The parables were a favorite teaching device of Jesus. People loved the stories that Jesus created and told. His stories were drawn from every day life, from the simplicities of every day life. Jesus did not use theological abstractions as the Apostle Paul did. By telling a story, Jesus created pictures of those abstract ideas. The abstract idea became concrete and visual.

Jesus wanted his original twelve disciples to begin thinking in the logic of parables, in the symbolism of parables, in the possibilities of the parables. Jesus wanted his first disciples to look for and find the “heavenly meanings to his earthly stories,” and Jesus wants us contemporary disciples to do the same.

In this first parable of Jesus, he chose the most common of experiences from the everyday lives of people: “seeds, sowers, hard paths, rocky soil, thorny soil, good soil.” These were as common as scenes as possible, but in the commonness, Jesus saw illustrations about God and his kingdom. In the soil and the sower, Jesus saw signs about how God works in this world.

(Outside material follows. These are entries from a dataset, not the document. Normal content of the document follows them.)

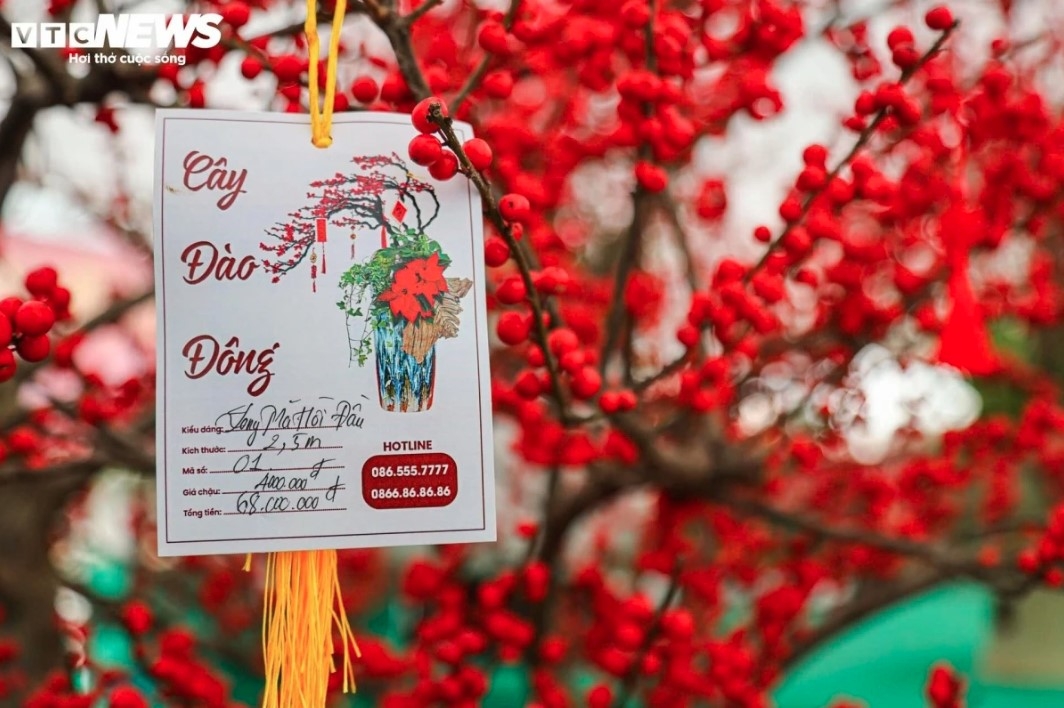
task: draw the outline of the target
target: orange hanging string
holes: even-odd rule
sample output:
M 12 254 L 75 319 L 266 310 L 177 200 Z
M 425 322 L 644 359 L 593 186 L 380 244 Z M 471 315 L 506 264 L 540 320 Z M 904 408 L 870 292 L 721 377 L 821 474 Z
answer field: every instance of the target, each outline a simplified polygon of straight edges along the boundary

Here the speaker describes a process called broadcasting: taking handfuls of seed and scattering it to the wind rather than depositing it directly in prepared soil. This method of planting was widely used in primitive agriculture, particularly in hilly regions like Galilee where rocks that could destroy a cast-iron plow often lay just below the surface. Since geological pressures cause subterranean rocks to migrate upward, farmers cannot be sure from year to year just where the rocks and the fertile soil are located. Finding & removing all rocks would be inefficient & time-consuming. So each spring Mediterranean grain farmers simply scattered the relatively inexpensive seed across their fields. Of course some would be lost to the unpredictable forces of nature: birds, weeds, hard ground, lack of rainfall. But there was always enough good soil to insure a harvest. So, from time immemorial broadcasting was the normal process of planting in the eastern Mediterranean.

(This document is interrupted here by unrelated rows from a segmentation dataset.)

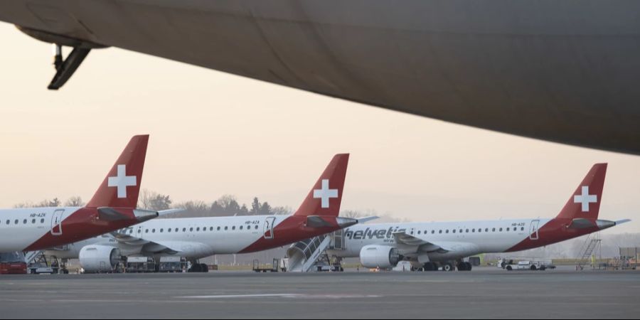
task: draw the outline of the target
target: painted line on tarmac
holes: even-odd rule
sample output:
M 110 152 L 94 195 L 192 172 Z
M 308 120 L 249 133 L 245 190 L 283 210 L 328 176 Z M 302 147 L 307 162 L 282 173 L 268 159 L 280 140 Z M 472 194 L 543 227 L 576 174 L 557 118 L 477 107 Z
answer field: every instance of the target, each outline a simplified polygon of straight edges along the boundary
M 233 299 L 233 298 L 269 298 L 269 297 L 292 297 L 299 296 L 296 294 L 226 294 L 218 296 L 187 296 L 178 297 L 178 299 Z
M 358 299 L 380 298 L 375 294 L 220 294 L 210 296 L 176 297 L 177 299 L 238 299 L 238 298 L 294 298 L 294 299 Z

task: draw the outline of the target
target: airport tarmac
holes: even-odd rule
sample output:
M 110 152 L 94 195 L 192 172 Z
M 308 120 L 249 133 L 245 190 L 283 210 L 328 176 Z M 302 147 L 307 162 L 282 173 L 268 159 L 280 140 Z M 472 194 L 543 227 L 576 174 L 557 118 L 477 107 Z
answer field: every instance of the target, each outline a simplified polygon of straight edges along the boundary
M 0 277 L 1 319 L 640 318 L 640 272 Z

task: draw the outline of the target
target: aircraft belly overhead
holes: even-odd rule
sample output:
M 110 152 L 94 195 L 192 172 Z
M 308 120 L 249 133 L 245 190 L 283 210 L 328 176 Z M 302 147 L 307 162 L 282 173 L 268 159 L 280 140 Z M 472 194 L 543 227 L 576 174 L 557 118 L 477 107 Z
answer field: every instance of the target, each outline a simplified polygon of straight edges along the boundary
M 0 3 L 28 33 L 640 154 L 637 12 L 618 0 Z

A farmer may therefore live several miles from his field, in which case he literally "goes forth" to it

Palestine is an unfenced land, and the roads or paths lead through the fields. They are usually trodden hard by centuries of use. Grain falling on them could not take root. Its fate was either to be crushed by some foot, or to be carried off by some bird. Palestine abounds in thorns. These four several conditions of soil may be readily found lying close to each other in the Plain of Gennesaret

Thus, the parable of the sower describes an annual ritual that any ancient rural audience was bound to recognize. The only unusual detail is the size of the harvest. In a good year a farmer might reap 5 to 10 times what he planted. So, ancient people familiar with normal yields would certainly have been particularly struck by this parable’s prediction of a bumper crop 10 times ordinary expectations.

This parable is, therefore, a description of a common event with an extraordinarily optimistic outcome. The exaggerated details of the punch line indicate that expectation of an abundant harvest is the point that the person formulating this parable intended to stress. All the other details about losses simply prepare the audience for the dramatic contrast at the end. So the point built into the logical structure of the parable of the sower is that the benefits of broadcasting more than compensate for anything that is lost in the process.

Although this is usually regarded as a seed parable, Luke is the only writer to use the word "seed." Matthew & Mark fail to specify what the sower is broadcasting. Translators have supplied "seed" in English versions of Matthew & Mark [square brackets] to clarify their vague Greek pronouns.